Their poster child was Suntech, a large Chinese firm whose Goodyear solar panel factory was hailed as proof that government economic planning works. Indeed, when Suntech announced its plant in 2010, Gov. Jan Brewer proclaimed it the result of “the right incentive program to make business sense.”
Three years later, Suntech is shuttering the Goodyear plant and laying off its 43 remaining workers. But not before it pocketed $1.5 million in tax breaks from the state, $2.1 million from the federal government, and $500,000 in job training from the city. Goodyear also waived its plan review requirements and permit fees. Not for all firms, mind you, just for this one particular Chinese company with its grandiose promises.

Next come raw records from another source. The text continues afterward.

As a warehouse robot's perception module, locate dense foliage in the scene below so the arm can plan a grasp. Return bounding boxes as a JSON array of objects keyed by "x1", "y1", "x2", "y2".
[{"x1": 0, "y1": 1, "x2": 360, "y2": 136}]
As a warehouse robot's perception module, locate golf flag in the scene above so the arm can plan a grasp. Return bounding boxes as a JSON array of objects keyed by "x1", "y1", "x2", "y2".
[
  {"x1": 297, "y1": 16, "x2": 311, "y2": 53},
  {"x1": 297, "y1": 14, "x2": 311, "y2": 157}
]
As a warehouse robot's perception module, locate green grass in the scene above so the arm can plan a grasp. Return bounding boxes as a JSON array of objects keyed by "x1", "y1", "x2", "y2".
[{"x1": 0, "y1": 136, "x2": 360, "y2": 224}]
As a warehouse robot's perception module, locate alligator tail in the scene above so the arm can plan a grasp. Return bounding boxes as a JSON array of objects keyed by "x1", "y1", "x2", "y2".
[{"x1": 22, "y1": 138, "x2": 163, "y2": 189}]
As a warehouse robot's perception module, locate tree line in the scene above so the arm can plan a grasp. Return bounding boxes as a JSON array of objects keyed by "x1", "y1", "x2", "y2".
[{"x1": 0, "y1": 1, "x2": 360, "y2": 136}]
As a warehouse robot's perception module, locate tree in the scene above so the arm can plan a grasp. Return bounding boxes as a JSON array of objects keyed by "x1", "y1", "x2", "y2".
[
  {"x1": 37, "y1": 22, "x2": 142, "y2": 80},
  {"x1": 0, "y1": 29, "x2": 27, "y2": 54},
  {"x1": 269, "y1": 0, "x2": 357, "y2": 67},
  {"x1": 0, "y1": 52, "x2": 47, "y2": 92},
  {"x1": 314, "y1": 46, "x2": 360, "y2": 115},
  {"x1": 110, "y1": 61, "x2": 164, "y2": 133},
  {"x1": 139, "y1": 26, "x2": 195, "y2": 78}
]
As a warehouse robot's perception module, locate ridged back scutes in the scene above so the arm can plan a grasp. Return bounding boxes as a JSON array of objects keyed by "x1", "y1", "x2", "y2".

People with a basic grasp of economics could have predicted the sad end to this story. When government subsidizes something, sure enough we get more of it. In this instance, we have a glut of solar companies competing to offer a product that is still not yet economically sustainable. At some point the charade ends and the taxpayers end up picking up the tab.
How about, instead, we create an economic climate characterized by low taxes and mild regulations that fosters innovative ideas of all kinds? When will government figure out that the market is far better equipped to determine winners and losers than a bunch of bureaucrats?
Apparently not soon enough. Arizona House Speaker Andy Tobin is sponsoring a massive new corporate subsidy scheme, H.B. 2646, that would allow insurance companies to divert tax money to a fund in which the state “invests” directly in chosen companies. Given the state’s dismal track record in predicting companies that will actually succeed, this seems a good time to hold tightly to our wallets.